Seize ans après « Lucky Luke contre Phil Defer », un album de Lucky Luke est centré sur un personnage directement inspiré d’un acteur de cinéma américain. Après Jack Palance, c’est cette fois Lee Van Cleef, qui est ici représenté. Il incarne Elliot Belt, chasseur de prime de son état, ce dernier est une sorte d’anti-Lucky Luke au sens où comme lui, il pourchasse les criminels mais pas pour les mêmes raisons. L’un agit par idéal, l’autre n’est motivé que par l’appât du gain.
Cette figure ambiguë (ni tout à fait un truand, ni tout à fait un honnête homme) donne une dimension inédite et passionnante à cet album, assurément l’un des plus « adultes » de la série. Pour la première fois, un défenseur de la loi est vu comme un méchant comme si, sans abandonner les traits classiques de Lucky Luke, les auteurs faisaient un clin d’œil appuyé aux Western Spaghetti de Sergio Leone dont Lee Van Cleef était l’un des acteurs fétiches, et plus particulièrement « Pour quelques dollars de plus » (1965).
L’histoire est excellente car elle propose une intrigue policière crédible (qu’est devenu le cheval volé ?) doublée de plusieurs personnages forts tels que l’éleveur Bronco Forthworth, obsédé par les chevaux au point de leur ressembler dans ses attitudes (l’épisode surréaliste du sucre) et bien sûr l’indien Tea Spoon, accusé du larcin. Comme dans « Canyon Apache », les Indiens sont traités avec un réalisme désenchanté. On ne les voit plus comme des sauvages qui combattent la civilisation mais déjà comme des citoyens de seconde zone, victimes du racisme ordinaire et parqués dans des réserves, obligés pour survivre de vendre des « authentiques tapis de selle du général Custer. » Cerise sur le gâteau, la gent féminine est ici très bien traitée.
La réplique
« Susucre patron »
Caricatures
Lee Van Cleef (1925-1989).
Borris Karloff (Charles Edward Pratt ; 1887-1969).
Curiosité
Les indiens portent des noms anglais. Pourquoi ? Ils portent des masques étranges qui ressemblent au monstre de Frankenstein ou plutôt à l’acteur Boris Karloff. Ceci donne un style esthétique surprenant, proche de la Bande Dessinée fantastique.
L’absence de verre.
Préface de Marcel Gotlib (pour l’édition de 2009)

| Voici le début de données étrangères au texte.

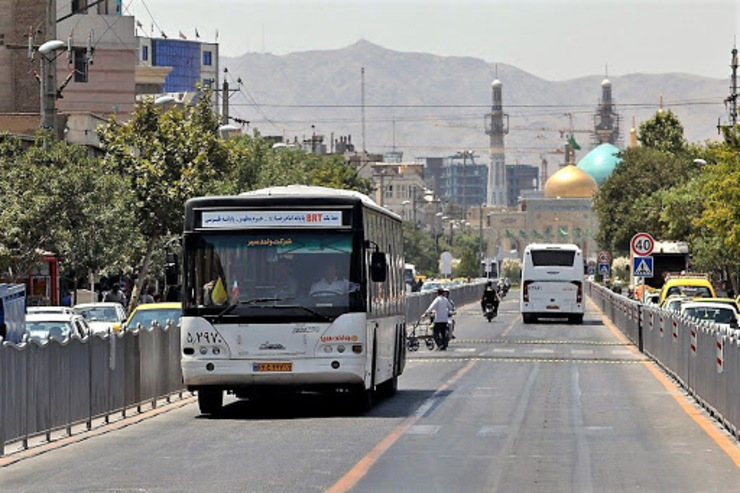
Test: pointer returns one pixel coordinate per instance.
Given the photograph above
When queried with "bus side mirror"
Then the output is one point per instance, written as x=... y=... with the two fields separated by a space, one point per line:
x=378 y=267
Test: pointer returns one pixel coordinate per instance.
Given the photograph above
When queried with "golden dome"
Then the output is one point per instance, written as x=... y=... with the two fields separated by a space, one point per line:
x=570 y=182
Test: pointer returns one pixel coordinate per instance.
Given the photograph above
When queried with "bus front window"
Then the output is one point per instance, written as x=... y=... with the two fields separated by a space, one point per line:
x=261 y=272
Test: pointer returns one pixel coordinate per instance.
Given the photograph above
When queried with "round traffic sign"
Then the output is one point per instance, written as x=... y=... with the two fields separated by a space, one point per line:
x=642 y=244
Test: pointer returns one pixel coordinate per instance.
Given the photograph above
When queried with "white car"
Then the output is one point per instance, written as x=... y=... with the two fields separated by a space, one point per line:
x=720 y=314
x=102 y=317
x=59 y=326
x=49 y=309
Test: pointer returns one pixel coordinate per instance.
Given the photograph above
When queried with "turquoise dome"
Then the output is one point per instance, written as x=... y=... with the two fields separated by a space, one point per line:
x=600 y=162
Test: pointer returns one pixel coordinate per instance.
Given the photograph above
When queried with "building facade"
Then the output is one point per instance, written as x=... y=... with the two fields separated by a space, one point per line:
x=188 y=63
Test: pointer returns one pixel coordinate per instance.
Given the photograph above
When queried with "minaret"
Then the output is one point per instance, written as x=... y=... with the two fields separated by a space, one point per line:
x=606 y=120
x=496 y=128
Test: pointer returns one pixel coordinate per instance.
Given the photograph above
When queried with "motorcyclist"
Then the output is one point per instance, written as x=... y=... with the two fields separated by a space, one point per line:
x=451 y=322
x=490 y=297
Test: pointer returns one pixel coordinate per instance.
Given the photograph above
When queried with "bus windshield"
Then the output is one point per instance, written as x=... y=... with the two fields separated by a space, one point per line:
x=269 y=275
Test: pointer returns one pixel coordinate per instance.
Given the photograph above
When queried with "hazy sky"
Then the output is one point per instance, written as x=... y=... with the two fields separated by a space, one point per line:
x=552 y=39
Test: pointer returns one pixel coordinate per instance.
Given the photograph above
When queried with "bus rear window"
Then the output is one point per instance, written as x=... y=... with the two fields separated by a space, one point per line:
x=553 y=258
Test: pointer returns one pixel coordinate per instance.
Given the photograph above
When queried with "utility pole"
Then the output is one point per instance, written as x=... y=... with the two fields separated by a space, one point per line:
x=732 y=98
x=225 y=101
x=48 y=74
x=362 y=104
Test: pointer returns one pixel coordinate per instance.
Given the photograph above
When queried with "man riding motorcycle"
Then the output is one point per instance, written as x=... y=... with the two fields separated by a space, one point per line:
x=490 y=297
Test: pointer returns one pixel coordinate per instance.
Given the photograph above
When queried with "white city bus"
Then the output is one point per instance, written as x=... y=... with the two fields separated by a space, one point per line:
x=253 y=322
x=552 y=282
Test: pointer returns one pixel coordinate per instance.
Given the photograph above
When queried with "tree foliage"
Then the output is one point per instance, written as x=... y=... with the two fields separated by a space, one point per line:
x=55 y=197
x=633 y=198
x=663 y=132
x=166 y=158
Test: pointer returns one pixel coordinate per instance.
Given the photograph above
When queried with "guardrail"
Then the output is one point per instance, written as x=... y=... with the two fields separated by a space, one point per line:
x=53 y=386
x=703 y=359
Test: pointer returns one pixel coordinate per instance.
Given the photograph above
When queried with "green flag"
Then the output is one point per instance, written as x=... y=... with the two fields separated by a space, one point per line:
x=573 y=143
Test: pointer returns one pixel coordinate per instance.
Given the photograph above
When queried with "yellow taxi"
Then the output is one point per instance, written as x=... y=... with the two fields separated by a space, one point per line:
x=689 y=285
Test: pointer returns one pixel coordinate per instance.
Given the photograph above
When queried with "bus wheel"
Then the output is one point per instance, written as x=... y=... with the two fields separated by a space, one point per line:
x=210 y=400
x=389 y=387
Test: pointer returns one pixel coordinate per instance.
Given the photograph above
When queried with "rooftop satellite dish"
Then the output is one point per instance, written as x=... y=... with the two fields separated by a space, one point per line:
x=164 y=100
x=50 y=46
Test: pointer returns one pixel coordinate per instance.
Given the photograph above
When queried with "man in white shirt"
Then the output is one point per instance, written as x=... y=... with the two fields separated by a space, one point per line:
x=441 y=308
x=331 y=284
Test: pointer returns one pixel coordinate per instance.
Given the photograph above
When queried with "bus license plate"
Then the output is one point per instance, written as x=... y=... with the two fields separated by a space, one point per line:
x=270 y=367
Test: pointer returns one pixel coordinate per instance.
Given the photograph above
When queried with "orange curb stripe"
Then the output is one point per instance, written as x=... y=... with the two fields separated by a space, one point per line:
x=727 y=444
x=359 y=470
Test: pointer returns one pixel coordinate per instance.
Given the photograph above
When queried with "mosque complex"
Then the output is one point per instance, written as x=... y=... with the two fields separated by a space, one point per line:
x=562 y=211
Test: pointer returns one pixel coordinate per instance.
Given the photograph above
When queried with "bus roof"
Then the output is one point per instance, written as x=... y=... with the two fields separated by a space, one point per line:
x=310 y=191
x=552 y=246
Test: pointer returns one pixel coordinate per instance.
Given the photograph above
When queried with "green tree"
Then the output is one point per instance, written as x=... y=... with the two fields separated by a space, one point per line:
x=662 y=132
x=167 y=158
x=55 y=197
x=631 y=199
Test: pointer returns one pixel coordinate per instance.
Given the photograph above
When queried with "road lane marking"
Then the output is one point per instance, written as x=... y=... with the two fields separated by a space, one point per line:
x=543 y=351
x=689 y=407
x=423 y=430
x=359 y=470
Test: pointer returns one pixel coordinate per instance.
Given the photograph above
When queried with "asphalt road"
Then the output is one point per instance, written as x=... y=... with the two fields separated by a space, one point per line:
x=509 y=407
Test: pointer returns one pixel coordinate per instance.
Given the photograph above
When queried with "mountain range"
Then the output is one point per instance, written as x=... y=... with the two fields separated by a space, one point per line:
x=429 y=105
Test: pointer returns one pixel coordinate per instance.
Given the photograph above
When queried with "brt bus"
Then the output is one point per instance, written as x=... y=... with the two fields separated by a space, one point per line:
x=552 y=282
x=251 y=323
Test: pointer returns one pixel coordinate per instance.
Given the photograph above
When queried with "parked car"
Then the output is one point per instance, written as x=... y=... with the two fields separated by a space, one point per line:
x=147 y=314
x=693 y=286
x=718 y=313
x=49 y=309
x=727 y=301
x=101 y=317
x=59 y=326
x=673 y=303
x=430 y=286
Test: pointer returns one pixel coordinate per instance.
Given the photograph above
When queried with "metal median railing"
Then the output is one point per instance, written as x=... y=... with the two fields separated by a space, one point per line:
x=52 y=386
x=702 y=357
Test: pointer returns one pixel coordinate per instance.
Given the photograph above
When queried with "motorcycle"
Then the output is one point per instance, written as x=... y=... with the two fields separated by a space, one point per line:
x=490 y=312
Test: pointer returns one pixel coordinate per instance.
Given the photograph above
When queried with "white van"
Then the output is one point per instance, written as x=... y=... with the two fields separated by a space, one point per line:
x=552 y=282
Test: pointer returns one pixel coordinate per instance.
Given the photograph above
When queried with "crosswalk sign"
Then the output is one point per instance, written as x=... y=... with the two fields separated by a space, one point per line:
x=642 y=267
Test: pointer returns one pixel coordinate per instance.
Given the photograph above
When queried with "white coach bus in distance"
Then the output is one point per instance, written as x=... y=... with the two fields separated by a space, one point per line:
x=552 y=282
x=291 y=289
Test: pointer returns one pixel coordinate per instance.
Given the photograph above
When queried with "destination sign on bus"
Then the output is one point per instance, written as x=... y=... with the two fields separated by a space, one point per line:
x=259 y=219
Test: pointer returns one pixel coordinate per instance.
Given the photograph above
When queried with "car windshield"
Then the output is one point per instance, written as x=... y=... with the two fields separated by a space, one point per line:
x=58 y=330
x=161 y=316
x=718 y=315
x=256 y=272
x=98 y=314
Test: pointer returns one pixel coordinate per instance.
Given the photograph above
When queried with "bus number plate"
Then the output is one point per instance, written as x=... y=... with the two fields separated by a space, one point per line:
x=272 y=367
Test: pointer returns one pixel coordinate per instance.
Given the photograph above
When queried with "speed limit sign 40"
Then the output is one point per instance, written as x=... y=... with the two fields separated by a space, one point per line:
x=642 y=244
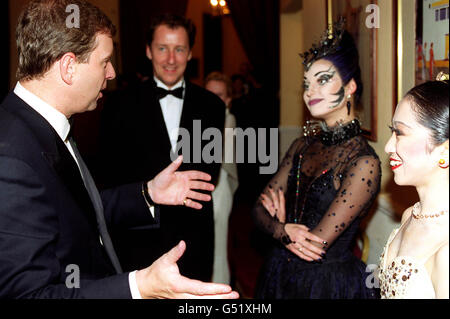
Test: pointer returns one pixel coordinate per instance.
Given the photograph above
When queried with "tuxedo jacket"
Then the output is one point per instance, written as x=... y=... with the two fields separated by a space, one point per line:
x=48 y=227
x=135 y=145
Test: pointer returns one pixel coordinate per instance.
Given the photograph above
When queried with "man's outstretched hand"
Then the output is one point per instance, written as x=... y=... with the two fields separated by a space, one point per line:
x=178 y=188
x=162 y=280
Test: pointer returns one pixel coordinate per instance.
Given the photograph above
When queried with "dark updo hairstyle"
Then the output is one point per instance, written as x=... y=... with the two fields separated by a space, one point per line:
x=430 y=104
x=346 y=61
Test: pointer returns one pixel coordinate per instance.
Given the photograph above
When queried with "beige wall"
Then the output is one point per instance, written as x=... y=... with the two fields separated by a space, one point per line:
x=232 y=56
x=300 y=29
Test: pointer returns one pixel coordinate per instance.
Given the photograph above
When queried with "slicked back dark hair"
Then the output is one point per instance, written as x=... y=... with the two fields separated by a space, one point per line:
x=43 y=37
x=430 y=104
x=172 y=21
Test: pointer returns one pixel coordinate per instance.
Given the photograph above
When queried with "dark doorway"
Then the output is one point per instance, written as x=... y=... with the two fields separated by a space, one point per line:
x=4 y=31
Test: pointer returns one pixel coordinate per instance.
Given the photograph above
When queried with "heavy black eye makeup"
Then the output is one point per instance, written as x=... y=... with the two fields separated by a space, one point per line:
x=394 y=130
x=323 y=77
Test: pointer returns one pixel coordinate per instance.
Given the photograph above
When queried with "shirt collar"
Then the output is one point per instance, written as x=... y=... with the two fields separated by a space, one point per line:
x=57 y=120
x=160 y=84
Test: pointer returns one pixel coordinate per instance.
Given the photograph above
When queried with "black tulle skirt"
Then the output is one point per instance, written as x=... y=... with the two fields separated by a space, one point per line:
x=342 y=276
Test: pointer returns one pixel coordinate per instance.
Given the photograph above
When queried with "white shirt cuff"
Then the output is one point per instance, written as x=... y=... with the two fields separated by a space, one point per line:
x=135 y=294
x=152 y=210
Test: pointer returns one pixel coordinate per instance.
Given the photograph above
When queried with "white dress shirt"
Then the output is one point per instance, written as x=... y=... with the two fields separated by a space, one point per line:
x=61 y=125
x=172 y=107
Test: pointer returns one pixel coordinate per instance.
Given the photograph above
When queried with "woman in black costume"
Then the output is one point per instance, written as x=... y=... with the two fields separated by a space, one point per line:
x=324 y=187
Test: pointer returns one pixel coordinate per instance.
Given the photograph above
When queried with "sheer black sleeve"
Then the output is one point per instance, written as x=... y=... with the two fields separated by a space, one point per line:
x=263 y=219
x=358 y=189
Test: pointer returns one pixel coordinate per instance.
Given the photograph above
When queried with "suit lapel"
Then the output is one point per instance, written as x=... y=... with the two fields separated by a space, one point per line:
x=55 y=154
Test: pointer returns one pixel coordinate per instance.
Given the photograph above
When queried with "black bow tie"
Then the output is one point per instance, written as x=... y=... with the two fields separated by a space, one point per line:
x=162 y=93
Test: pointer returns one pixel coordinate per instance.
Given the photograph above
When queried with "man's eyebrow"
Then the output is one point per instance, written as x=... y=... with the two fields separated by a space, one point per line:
x=400 y=122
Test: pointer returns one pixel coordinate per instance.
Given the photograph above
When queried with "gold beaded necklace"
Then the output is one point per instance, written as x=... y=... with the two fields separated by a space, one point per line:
x=417 y=215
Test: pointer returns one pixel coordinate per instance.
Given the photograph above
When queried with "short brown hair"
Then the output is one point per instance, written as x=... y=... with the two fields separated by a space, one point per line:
x=172 y=21
x=220 y=77
x=43 y=36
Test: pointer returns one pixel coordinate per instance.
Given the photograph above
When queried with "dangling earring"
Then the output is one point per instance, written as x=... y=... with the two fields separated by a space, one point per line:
x=349 y=104
x=443 y=163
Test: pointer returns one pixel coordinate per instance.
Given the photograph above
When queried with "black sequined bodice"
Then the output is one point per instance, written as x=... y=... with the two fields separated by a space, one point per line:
x=330 y=180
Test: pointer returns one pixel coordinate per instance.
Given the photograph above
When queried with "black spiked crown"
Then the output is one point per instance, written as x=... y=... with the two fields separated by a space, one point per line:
x=329 y=43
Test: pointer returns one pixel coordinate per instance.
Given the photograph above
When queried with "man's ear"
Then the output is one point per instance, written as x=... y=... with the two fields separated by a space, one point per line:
x=148 y=52
x=67 y=67
x=444 y=150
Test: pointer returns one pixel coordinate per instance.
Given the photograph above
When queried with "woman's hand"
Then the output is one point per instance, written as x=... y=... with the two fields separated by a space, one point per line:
x=304 y=243
x=275 y=205
x=302 y=240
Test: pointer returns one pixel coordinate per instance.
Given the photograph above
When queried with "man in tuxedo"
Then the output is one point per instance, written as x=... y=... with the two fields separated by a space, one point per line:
x=54 y=239
x=139 y=131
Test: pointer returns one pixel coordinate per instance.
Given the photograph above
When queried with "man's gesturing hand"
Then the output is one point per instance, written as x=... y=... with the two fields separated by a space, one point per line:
x=177 y=188
x=162 y=280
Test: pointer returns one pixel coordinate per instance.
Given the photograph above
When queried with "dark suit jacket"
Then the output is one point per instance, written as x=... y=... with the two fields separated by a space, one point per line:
x=47 y=220
x=135 y=145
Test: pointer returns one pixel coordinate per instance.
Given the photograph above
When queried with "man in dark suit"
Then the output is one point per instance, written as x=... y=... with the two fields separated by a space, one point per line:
x=139 y=131
x=54 y=240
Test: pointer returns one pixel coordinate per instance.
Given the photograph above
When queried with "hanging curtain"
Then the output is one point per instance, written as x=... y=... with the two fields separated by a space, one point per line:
x=257 y=24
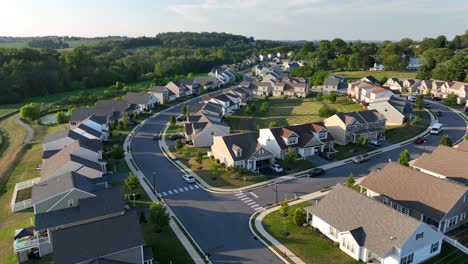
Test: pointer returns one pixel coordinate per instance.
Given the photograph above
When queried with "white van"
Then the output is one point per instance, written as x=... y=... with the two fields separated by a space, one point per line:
x=436 y=128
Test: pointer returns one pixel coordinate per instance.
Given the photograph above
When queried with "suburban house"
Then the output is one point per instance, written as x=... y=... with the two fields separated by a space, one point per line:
x=371 y=231
x=399 y=84
x=439 y=203
x=144 y=101
x=241 y=150
x=348 y=127
x=202 y=128
x=397 y=110
x=162 y=94
x=305 y=139
x=414 y=63
x=334 y=84
x=444 y=162
x=363 y=92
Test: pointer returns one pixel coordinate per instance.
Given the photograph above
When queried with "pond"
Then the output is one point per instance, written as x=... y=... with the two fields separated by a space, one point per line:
x=49 y=119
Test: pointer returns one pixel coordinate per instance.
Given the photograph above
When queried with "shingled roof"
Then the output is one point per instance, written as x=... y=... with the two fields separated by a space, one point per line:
x=432 y=196
x=348 y=210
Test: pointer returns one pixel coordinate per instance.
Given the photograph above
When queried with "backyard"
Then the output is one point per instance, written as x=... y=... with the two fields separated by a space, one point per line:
x=307 y=244
x=285 y=112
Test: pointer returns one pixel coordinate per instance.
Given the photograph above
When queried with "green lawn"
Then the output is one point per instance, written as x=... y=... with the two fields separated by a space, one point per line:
x=285 y=112
x=307 y=244
x=356 y=75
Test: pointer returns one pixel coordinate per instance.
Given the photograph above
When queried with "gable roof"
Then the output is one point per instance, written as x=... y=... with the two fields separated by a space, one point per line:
x=93 y=240
x=348 y=210
x=432 y=196
x=449 y=162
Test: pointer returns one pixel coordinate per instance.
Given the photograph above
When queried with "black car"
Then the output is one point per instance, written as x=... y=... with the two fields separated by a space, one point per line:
x=327 y=155
x=316 y=172
x=176 y=136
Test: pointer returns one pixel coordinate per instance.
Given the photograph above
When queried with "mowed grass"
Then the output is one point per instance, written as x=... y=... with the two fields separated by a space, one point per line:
x=355 y=75
x=305 y=243
x=286 y=112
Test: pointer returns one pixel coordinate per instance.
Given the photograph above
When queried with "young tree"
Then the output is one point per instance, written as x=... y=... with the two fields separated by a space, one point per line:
x=404 y=158
x=132 y=182
x=350 y=180
x=299 y=216
x=31 y=112
x=420 y=102
x=284 y=208
x=158 y=217
x=172 y=122
x=446 y=141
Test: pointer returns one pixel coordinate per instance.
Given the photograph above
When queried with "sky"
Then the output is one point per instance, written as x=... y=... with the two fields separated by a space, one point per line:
x=261 y=19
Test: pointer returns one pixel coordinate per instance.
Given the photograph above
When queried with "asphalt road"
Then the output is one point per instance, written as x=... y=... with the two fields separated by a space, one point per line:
x=219 y=222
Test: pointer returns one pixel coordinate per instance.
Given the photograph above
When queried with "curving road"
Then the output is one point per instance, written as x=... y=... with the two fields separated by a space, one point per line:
x=219 y=222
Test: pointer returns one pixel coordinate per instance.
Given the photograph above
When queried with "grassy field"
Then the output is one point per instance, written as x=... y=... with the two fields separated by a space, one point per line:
x=356 y=75
x=285 y=112
x=305 y=243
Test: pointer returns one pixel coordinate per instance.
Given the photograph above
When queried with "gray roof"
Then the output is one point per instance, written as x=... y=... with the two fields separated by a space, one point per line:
x=97 y=239
x=382 y=227
x=51 y=187
x=106 y=202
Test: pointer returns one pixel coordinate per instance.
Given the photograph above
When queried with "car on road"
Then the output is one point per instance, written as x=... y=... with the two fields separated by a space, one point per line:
x=276 y=167
x=315 y=172
x=176 y=136
x=361 y=158
x=188 y=178
x=420 y=140
x=327 y=155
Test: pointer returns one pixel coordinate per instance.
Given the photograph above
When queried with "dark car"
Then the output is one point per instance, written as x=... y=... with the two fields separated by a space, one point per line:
x=420 y=140
x=360 y=158
x=327 y=155
x=176 y=136
x=315 y=172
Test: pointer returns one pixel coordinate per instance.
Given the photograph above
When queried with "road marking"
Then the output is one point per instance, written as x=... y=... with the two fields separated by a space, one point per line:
x=253 y=194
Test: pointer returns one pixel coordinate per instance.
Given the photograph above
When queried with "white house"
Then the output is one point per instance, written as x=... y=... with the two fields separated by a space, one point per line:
x=369 y=230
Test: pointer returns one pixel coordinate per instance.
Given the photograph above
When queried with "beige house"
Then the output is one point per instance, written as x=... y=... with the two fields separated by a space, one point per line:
x=348 y=127
x=444 y=162
x=439 y=203
x=241 y=150
x=203 y=128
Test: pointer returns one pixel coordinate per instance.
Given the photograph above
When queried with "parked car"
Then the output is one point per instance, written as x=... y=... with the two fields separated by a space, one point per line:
x=327 y=155
x=176 y=136
x=188 y=178
x=316 y=172
x=420 y=140
x=276 y=167
x=360 y=158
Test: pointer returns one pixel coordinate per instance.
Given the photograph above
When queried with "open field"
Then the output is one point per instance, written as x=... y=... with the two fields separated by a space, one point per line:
x=356 y=75
x=305 y=243
x=286 y=112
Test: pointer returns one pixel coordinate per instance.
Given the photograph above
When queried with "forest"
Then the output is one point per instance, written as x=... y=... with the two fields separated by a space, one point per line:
x=29 y=72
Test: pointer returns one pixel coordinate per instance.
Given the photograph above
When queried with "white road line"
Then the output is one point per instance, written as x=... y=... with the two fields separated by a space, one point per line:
x=253 y=194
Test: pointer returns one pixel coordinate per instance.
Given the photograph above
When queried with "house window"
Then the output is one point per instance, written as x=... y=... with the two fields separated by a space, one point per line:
x=435 y=247
x=408 y=259
x=420 y=235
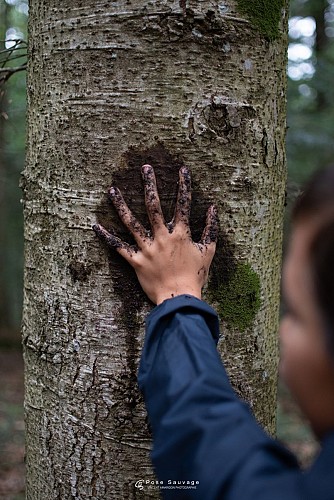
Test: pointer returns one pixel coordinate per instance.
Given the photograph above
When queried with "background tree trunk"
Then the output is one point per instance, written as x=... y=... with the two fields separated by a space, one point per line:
x=112 y=85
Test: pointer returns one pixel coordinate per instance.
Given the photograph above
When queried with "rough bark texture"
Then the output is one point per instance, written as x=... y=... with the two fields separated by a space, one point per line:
x=112 y=85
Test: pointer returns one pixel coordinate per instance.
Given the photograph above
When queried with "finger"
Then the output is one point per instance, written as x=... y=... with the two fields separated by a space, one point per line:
x=210 y=233
x=129 y=220
x=183 y=202
x=113 y=241
x=152 y=199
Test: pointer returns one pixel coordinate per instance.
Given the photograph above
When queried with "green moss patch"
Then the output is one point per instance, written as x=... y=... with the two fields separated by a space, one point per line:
x=264 y=15
x=239 y=298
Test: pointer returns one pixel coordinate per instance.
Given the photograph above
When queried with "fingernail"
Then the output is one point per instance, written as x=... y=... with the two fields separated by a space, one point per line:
x=97 y=229
x=146 y=169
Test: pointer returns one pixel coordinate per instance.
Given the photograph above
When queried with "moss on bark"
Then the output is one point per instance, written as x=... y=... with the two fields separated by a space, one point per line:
x=264 y=15
x=239 y=298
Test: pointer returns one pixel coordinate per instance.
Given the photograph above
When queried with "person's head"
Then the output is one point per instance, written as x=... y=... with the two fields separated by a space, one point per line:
x=307 y=329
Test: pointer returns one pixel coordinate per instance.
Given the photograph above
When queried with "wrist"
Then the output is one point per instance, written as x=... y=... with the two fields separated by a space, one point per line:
x=164 y=295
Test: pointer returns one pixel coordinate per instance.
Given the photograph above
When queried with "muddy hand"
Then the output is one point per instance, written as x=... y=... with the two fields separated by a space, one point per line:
x=166 y=260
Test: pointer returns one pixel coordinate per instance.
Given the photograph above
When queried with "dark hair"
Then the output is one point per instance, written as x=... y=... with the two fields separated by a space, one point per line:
x=317 y=200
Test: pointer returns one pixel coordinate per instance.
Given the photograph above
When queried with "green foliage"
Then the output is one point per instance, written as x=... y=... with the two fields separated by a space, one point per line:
x=264 y=15
x=310 y=137
x=12 y=146
x=239 y=297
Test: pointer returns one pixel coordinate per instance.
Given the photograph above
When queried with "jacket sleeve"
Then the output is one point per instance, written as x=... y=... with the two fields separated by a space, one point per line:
x=202 y=431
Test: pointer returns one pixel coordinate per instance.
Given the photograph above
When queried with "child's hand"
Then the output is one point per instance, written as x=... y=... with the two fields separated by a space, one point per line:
x=167 y=262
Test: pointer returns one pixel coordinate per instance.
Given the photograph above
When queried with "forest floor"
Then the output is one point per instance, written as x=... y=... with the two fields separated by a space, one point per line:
x=291 y=427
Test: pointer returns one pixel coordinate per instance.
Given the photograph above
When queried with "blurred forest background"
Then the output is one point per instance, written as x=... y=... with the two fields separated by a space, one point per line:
x=310 y=145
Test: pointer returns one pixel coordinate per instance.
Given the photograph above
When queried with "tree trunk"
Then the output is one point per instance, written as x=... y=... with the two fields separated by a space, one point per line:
x=112 y=85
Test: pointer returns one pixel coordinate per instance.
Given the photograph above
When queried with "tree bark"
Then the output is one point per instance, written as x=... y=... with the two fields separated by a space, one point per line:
x=112 y=85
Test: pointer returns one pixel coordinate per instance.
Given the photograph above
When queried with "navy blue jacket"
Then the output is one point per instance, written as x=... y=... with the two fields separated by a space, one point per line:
x=201 y=430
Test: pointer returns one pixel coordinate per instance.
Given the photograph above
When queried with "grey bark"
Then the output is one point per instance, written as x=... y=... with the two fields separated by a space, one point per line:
x=111 y=85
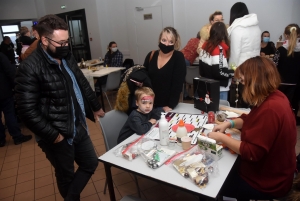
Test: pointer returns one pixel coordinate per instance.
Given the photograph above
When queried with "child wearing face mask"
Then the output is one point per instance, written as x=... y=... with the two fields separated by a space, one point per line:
x=113 y=57
x=267 y=47
x=140 y=120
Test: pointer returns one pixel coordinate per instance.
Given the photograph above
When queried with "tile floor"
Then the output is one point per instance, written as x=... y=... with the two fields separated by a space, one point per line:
x=26 y=175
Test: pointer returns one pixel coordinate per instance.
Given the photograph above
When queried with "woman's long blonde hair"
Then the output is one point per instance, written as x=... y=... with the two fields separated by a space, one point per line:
x=292 y=30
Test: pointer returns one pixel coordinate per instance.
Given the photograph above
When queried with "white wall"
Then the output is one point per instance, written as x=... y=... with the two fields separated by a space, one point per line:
x=53 y=7
x=18 y=9
x=273 y=15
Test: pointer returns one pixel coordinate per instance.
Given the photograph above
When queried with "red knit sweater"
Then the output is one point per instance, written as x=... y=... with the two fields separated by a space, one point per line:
x=268 y=146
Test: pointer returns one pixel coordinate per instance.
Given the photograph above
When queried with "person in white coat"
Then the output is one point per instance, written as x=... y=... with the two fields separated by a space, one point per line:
x=244 y=34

Morris, auteur de BD hors pair, a le chic pour signifier le mouvement sans la moindre ligne courbe, le moindre trait, la moindre convention habituelle du genre. Mais ce que je lui envie par-dessus tout, c’est son don pour la caricature.
Les albums de Lucky Luke sont parsemés de têtes connues : personnages importants ( David Niven dans « Calamity Jane », Wallace Beery, dans « La Diligence », Jack Palance dans « Phil de fer » et même Albert Uderzo dans « Le Pied tendre »). Ou silhouettes secondaires, tels Jean Gabin, Alfred Hitchcock et même René Goscinny en personne.
Mais mon préféré est Lee Van Cleef, plus vrai que nature dans « Chasseur de Primes , l’album qui me suffit pour considérer Morris comme l’un des plus grands de la BD et pour lui vouer une jalousie haineuse, moi qui suis incapable de faire une caricature ressemblante (longtemps j’ai souhaité représenter Isaac Newton avec le visage de Paul Newman).
Gotlib (Marcel Gottlieb, 1934-2016) était un dessinateur de bandes dessinées français très prolifique dans les années 1960-70.